Republican Donald Trump has won the 2016 US presidential election, beating Democrat Hillary Clinton, who was hoping to become the country’s first woman president.
Although the Democratic Party announced that Clinton would not make a speech conceding defeat, she did call Trump, before he made a victory speech.
Trump, who went into Election Day as the underdog, has enacted what a spectacular victory, sweeping states thought to have been a given for Clinton. Trump is projected to have won the big states of Florida, Ohio and North Carolina, as well as many others like Georgia, Kentucky, Indiana, Kansas, Wyoming, North Dakota, South Dakota, South Carolina, Texas, Arkansas, Louisiana, Montana, Missouri, Idaho, Nebraska, Alabama, Alaska and Utah.
Meanwhile, Clinton is projected to have won California (which has a massive 55 electoral college votes), as well as Washington, Nevada, New York, New Mexico, Virginia, Colorado, Hawaii, Oregon and Connecticut.

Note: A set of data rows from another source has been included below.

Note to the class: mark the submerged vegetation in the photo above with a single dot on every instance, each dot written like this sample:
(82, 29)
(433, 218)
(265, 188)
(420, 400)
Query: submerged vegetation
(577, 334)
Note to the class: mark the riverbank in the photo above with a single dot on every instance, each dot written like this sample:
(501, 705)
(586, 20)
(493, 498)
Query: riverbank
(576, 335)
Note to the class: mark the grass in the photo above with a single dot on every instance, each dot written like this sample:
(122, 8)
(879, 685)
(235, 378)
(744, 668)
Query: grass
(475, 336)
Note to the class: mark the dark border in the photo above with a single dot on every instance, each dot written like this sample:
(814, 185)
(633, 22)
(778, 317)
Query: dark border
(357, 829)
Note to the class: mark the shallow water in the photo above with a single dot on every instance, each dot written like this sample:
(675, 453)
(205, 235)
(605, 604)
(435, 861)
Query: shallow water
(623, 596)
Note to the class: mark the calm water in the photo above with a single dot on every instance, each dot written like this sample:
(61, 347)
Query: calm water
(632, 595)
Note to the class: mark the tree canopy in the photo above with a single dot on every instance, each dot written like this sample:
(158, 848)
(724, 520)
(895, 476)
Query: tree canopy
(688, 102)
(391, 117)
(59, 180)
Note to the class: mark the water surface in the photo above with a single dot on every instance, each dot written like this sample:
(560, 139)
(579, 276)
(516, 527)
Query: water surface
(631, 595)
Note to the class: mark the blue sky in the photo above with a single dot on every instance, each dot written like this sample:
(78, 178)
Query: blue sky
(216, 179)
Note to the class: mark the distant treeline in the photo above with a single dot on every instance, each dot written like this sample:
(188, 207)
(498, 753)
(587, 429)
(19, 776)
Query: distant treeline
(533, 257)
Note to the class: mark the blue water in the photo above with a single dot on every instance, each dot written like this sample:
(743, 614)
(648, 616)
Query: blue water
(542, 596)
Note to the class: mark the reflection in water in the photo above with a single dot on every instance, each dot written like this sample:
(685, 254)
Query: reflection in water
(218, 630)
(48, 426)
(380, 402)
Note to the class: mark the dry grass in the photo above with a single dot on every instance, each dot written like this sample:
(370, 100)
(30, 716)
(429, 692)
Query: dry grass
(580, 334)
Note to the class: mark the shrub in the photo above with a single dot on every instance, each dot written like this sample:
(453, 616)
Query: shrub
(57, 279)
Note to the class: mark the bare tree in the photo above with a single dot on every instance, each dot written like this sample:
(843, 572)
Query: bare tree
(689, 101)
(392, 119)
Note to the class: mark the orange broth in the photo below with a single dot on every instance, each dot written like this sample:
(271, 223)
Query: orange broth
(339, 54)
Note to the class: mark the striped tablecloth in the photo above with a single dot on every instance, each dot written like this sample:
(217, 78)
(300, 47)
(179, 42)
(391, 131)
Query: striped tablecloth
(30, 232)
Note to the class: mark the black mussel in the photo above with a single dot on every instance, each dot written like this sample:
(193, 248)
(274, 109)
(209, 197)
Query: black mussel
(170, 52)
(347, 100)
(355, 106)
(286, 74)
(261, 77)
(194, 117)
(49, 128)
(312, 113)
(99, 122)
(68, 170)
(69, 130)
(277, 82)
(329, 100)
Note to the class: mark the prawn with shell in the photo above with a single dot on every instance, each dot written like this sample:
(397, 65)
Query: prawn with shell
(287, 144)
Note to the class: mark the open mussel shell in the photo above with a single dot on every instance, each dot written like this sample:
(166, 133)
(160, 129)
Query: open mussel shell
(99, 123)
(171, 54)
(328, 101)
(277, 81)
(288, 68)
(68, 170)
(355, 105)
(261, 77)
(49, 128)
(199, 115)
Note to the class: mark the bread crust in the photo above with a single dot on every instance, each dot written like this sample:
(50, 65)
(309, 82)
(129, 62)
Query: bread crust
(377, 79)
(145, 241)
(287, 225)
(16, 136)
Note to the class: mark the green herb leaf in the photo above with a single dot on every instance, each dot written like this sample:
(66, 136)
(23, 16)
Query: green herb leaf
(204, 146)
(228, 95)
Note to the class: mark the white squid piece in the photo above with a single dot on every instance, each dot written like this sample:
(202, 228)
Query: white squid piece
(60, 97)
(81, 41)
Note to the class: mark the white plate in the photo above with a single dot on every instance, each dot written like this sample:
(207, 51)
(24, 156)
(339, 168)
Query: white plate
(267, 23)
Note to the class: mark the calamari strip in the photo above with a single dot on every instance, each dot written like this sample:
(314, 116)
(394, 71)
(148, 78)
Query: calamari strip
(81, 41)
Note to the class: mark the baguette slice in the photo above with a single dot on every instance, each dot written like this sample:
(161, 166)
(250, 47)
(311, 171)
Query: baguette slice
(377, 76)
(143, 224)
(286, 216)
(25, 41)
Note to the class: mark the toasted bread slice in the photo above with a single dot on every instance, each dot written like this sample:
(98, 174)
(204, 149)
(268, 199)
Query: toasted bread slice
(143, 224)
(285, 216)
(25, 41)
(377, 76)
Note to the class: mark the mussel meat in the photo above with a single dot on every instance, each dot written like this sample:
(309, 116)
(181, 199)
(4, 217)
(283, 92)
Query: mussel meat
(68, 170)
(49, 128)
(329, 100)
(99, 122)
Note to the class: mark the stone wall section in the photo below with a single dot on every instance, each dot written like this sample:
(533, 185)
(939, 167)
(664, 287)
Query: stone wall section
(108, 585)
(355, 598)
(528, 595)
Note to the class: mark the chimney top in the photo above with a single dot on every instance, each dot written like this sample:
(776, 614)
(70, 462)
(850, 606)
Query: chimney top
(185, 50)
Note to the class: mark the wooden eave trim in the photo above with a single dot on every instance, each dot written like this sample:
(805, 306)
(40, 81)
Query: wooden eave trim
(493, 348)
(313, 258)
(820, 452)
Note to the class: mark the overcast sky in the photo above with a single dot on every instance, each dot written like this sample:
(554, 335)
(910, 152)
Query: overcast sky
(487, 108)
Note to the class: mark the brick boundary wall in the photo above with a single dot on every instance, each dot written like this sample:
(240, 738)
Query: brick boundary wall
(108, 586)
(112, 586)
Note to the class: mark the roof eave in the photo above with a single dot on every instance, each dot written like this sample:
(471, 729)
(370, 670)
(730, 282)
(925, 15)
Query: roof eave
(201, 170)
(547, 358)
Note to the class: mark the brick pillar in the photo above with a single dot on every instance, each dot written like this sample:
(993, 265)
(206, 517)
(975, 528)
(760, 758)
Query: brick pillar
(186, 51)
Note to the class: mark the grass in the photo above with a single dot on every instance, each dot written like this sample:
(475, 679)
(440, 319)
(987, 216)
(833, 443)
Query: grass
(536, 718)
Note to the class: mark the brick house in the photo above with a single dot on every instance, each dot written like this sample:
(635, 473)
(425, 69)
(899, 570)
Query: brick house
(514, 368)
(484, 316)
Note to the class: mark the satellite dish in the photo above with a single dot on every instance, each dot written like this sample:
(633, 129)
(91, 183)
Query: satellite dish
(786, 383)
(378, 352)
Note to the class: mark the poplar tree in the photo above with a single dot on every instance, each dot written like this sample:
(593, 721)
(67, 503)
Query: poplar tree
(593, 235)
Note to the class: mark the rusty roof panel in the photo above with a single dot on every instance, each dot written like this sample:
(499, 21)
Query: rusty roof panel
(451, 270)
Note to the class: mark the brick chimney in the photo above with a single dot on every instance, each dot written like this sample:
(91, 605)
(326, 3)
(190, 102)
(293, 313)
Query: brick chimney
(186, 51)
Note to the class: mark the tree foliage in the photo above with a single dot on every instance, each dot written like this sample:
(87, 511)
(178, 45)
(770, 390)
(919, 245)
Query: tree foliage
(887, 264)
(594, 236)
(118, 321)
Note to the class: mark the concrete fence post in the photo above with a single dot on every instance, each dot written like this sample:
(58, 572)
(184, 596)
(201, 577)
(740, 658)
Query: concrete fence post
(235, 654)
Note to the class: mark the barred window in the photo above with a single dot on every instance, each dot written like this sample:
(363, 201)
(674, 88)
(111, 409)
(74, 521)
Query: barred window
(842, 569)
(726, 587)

Markets react to a likely Trump presidency
The US dollar sank and stock markets slammed into reverse in wild Asian trade on Wednesday as the results so far showed the race to be a nail-biter, sending investors stampeding to safe-haven assets.
Sovereign bonds and gold shot higher while the Mexican peso went into near free-fall as investors faced the possibility of a Trump win. Investors worry a victory by the New York businessman could cause economic and global uncertainty.The Nikkei is down 2.77%, ASX by 1.34%, Kopsi in Seoul by 1.64% and Hang Sen by 1.88%. Dow Futures is down by more 600 points.
The Mexican Peso has dropped in value by around 7%, its sharpest fall in 20 years.
The Sensex plunged over 1,400 points in early morning trade, but recovered around 400 points. Market analysts point out that today will likely be extremely volatile.
Republicans retain control of Congress
The Republicans have in all likelihood retained control of the Senate, as well as the House of Representatives. This could only mean good things for the new administration’s policymaking, provided the party can rally around Trump.